If your love of travel is matched by an appreciation of art, check out the Arte Luise Arthotel in Berlin Mitte, the historic central part of the former East Berlin.
The hotel is housed in a carefully restored, neoclassical building dating from 1825, overlooking the Reichstag Building and the Spree River, just a few minutes’ walk from Unter den Linden and the Brandenburg Gate.
Guests can choose one of 50 rooms – from plush suites to garrets with shared baths – each designed by one of 50 artists.
The hotel describes itself as “a gallery where you can spend the night”. In fact, once you’re in your room, it’s more like having climbed into a painting.
With sculptures and installations in the lobby and philosophical passages on the stairwell, it’s perfect for getting you into the right frame of mind for one of the city’s many museums.

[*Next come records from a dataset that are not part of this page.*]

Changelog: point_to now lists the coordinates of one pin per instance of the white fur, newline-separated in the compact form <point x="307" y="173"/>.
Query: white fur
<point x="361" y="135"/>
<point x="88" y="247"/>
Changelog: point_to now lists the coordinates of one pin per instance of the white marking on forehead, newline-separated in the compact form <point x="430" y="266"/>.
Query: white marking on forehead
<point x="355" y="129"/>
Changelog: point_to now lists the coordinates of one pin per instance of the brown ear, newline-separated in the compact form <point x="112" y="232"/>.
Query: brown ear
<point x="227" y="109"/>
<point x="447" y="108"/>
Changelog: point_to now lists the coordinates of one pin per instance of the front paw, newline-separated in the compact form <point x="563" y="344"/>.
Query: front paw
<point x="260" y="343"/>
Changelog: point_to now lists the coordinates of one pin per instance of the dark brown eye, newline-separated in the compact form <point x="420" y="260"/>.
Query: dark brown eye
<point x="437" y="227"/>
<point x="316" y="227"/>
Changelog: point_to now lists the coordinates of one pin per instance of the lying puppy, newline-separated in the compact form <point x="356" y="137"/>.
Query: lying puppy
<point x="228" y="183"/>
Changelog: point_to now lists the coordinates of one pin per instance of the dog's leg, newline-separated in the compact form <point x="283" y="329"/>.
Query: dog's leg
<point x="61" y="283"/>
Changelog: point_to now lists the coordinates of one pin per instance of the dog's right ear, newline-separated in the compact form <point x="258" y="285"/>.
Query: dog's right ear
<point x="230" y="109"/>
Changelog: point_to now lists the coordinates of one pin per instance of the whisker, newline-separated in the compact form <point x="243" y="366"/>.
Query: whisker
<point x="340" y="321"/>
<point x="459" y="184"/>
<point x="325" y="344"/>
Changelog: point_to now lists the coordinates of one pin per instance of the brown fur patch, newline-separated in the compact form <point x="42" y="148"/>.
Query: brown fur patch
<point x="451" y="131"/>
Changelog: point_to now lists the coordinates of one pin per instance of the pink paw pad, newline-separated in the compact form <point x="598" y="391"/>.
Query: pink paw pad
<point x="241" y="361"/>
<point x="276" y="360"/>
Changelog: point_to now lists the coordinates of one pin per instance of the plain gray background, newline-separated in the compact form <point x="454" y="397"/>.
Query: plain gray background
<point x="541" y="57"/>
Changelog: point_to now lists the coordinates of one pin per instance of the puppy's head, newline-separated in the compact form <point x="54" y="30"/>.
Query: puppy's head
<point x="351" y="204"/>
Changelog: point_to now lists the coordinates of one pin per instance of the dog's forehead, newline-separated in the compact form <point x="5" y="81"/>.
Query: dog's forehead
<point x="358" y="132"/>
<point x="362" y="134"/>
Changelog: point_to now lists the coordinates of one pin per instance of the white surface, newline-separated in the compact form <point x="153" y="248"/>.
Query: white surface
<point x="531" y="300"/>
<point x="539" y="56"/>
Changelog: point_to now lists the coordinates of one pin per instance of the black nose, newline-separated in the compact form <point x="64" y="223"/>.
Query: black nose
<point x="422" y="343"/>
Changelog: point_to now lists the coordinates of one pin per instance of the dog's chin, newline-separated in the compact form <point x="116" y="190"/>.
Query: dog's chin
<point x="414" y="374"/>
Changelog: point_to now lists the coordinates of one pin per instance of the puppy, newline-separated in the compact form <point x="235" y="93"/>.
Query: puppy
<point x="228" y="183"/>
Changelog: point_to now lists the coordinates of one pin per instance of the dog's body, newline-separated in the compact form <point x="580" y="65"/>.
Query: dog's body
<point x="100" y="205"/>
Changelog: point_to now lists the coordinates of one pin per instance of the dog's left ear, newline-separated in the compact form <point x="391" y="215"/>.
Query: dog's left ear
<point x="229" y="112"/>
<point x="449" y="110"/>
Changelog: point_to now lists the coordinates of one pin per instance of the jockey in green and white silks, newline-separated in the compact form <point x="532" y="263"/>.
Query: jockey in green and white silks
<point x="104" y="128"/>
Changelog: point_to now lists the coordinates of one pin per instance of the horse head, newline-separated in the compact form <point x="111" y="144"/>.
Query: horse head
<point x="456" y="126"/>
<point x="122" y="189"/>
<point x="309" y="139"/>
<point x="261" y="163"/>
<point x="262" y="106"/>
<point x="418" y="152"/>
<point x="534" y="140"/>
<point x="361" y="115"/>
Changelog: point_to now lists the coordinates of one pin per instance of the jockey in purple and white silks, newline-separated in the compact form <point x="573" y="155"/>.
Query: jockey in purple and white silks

Most creative of all, however, is the way the building, formerly a dilapidated pile bound by the “death strip” of the Berlin Wall, has been reclaimed.
In 1994 it was leased out on a peppercorn rent as an artists’ studio and living quarters, with a hotel for artists upstairs.
Thanks to a creative investor, it subsequently morphed into a fully commercial hotel, helped by the development of the district into a government and media hub.
But the “art instead of grandeur, poetry instead of room service” concept remains. Rooms are re-commissioned every two to five years by invitation, with the artist receiving a royalty of five per cent of the revenues from “their” room. Doubles cost from €89 a night.